The Bank of Canada is expected to raise interest rates tomorrow by 50 to 75 basis points as the country continues to battle decades-high inflation, resulting in more pressure on homeowners.
In B.C., 70 per cent of those with mortgages say their mortgage payments have increased or their amortization has been extended as a result of the rising rates. In addition, two-in-five are experiencing stress due to their inability to save for the medium or long term, according to a survey by Coast Capital and Angus Reid.
On September 7, the policy rate reached 3.25 per cent and is expected to reach 4 per cent by the end of the year, according to the Canadian Mortgage and Housing Corporation (CMHC). Overall, this year saw policy rates rise by three percentage points, representing the biggest monetary policy tightening cycle.

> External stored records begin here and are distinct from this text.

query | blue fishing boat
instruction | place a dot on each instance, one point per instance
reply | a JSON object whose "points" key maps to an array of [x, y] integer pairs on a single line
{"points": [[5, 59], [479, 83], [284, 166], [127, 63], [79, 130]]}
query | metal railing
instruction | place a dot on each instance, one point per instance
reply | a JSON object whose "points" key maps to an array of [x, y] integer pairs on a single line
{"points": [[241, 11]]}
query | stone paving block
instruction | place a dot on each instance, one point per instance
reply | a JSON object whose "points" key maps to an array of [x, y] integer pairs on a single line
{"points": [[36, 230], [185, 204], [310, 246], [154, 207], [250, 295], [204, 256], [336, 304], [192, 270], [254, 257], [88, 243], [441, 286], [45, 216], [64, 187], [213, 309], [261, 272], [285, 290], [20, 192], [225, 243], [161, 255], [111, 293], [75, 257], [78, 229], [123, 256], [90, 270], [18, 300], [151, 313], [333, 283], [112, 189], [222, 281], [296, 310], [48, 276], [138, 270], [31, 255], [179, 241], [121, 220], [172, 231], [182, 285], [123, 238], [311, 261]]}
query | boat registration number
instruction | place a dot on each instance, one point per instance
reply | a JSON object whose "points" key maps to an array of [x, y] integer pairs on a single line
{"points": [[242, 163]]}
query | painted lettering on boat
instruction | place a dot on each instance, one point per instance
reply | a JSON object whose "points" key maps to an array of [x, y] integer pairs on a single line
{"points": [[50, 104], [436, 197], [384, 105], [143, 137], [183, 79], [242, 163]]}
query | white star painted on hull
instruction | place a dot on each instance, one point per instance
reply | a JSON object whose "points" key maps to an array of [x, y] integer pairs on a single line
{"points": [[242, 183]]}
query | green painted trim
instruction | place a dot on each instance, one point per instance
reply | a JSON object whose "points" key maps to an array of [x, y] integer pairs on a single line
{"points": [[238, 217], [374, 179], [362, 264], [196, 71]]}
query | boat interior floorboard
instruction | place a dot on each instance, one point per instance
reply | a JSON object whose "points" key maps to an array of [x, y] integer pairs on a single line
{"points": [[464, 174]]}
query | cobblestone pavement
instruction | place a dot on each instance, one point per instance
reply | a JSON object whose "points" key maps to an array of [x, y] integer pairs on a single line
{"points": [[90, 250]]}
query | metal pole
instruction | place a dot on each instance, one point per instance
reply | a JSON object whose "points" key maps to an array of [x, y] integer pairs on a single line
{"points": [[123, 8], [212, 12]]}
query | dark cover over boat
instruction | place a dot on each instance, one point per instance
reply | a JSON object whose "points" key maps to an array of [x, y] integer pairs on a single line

High mortgage rates will continue to weigh on the B.C. housing market throughout 2023, said the British Columbia Real Estate Association. With this in mind, it is important for homeowners to be proactive and understand the effect that tomorrow will have on their monthly home payments, says Jarfan Amjad, a mobile mortgage specialist with Coast Capital.
“It would be the time now for the bank REITs or homeowners to see their financial advisers and have that discussion of short term and long term planning. Part of that would be to discuss if they should be extending their amortization,” he said.
Conventional 5-year fixed-mortgage rates are predicted to increase and peak at as much as 6 per cent in the fourth quarter of 2022, according to the CMHC.
“Once the monetary policy rate starts declining as inflation converges back towards its 1-to-3 per cent targeted range, this mortgage rate will decline and stabilize at 5.3 per cent by the second half of 2024,” said a CMHC report on the economy and housing.
The pressure from inflation is being felt across the board, with three-quarters of British Columbians surveyed saying the overall cost of living and rising inflation are currently causing them financial stress.
For those with fixed-rate mortgages who may have renewals coming up, Amjad recommends speaking to an expert to understand how the current rate hikes will affect payments after renewal.
“I think we're living in times where it's really difficult for Canadians to be able to afford day-to-day spending, especially with their mortgage payments,” Amjad said.